A few days ago, Wayne Duffett and I had a discussion about a photo that our friend Don Marson made recently of an A-B-B-B-A set of BNSF GP60M-GP60Bs.
I hadn’t realized that such curious locomotives were still owned and operated by BNSF. I thought back to the days when Santa Fe’s GP60M were new and wearing fresh Warbonnet red-yellow-and-silver paint.
Among the ‘seconds’ I’ve been sorting through recently include many of the Kodachrome slides that I made on the Santa Fe between 1989 and 1995.
In October 1990, photographer Brian Jennison and I made a trip to Christie siding on Santa Fe’s extension to Richmond, California that winds its way through Franklin Canyon.

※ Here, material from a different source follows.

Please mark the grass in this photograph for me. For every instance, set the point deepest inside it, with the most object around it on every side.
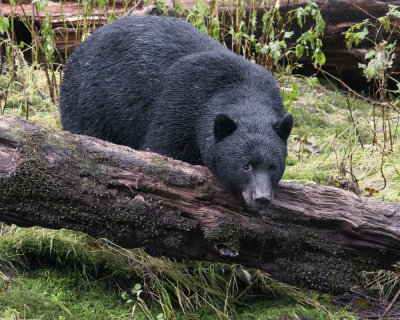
(325, 148)
(46, 274)
(73, 276)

I made this photo of an eastward Santa Fe freight at the west switch of Christie. I’d been very impressed by the rolling terraced hills covered in California golden grass, and wanted to emphasize this unusual scenery.
At the time, I was working with a Nikon F3T (titanium) fitted with an f4.0 200mm lens. My placement of the locomotives in the lower left was designed to accentuate the hills while creating visual tension that forces the eye back to the Warbonnet painted GP60Ms.
This was by no means the last time I photographed Santa Fe’s ‘Hot Rods’ in action. Over the years, this photo has grown on me.